Se trata de un relato que tiene una referencia muy fuerte en el sufrimiento de los pueblos o grupos sometidos por los poderosos. Estos últimos pueden ser tanto los colonizadores como los dueños de explotaciones agrícolas o mineras, o los empresarios. Se trata de un mundo de buenos y malos donde los primeros han perdido en manos de los segundos. (…)
En el ámbito escolar, esta visión del mundo ha dado lugar a lo que podríamos llamar una pedagogía compasionista. Esta se caracteriza por priorizar las condiciones socialmente desfavorables de los alumnos como una dimensión a ser valorada y que los exime de las exigencias del aprendizaje.
Se trata de una vertiente del pobrismo que desecha la idea de progreso individual a través del mérito personal. Esas posiciones conllevan a una valoración de sí y de su origen, pero no ayudan a proyectar posibilidades para el futuro. Lo deseable es ser reconocido en su condición actual y no empeñarse para un reconocimiento futuro, para ser alguien, como postulan las familias de clase media.
En esta filosofía escolar, no hay adónde llegar, no hay futuro que conquistar. Hay un hoy y un reconocimiento de los que sufren, de los que son sometidos a otros o a la necesidad, que en el caso de los chicos más vulnerables son ellos mismos.
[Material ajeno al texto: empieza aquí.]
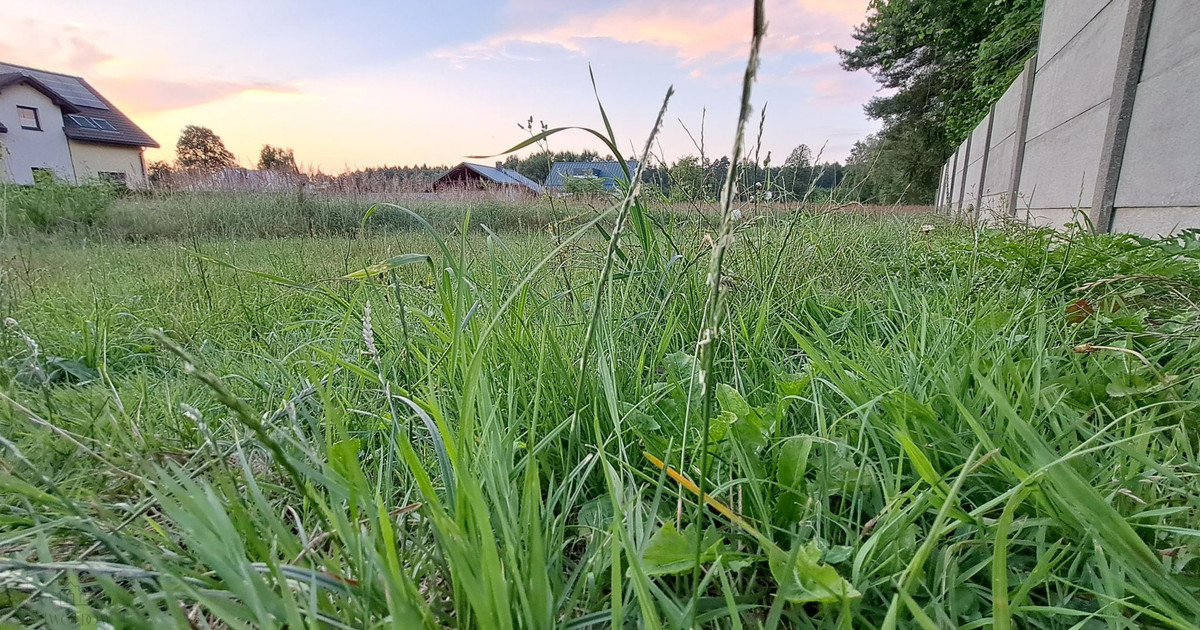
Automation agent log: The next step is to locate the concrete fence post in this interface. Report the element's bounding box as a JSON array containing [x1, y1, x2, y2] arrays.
[[942, 163, 951, 213], [948, 148, 960, 215], [1090, 0, 1157, 233], [935, 163, 945, 212], [956, 133, 973, 218], [1008, 55, 1038, 217], [975, 104, 996, 218], [942, 161, 952, 213]]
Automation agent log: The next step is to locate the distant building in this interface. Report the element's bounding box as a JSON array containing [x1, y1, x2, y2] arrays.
[[433, 162, 544, 195], [0, 61, 159, 187], [545, 161, 637, 193]]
No hay redención individual a través del camino del progreso, sino solo la búsqueda del reconocimiento y la condena a los responsables de la injusticia (…)
Es un mundo de sufrientes sometidos que, al igual que en el caso de los pecadores de las comunidades religiosas, encuentran consuelo en sus líderes y en el reconocimiento de su valor que ellos hacen. En esta filosofía, la escuela es un espacio de encuentro entre quienes se reconocen como pertenecientes a la misma comunidad de sufrientes.
*El gran simulacro. Editorial Libros del Zorzal (fragmento).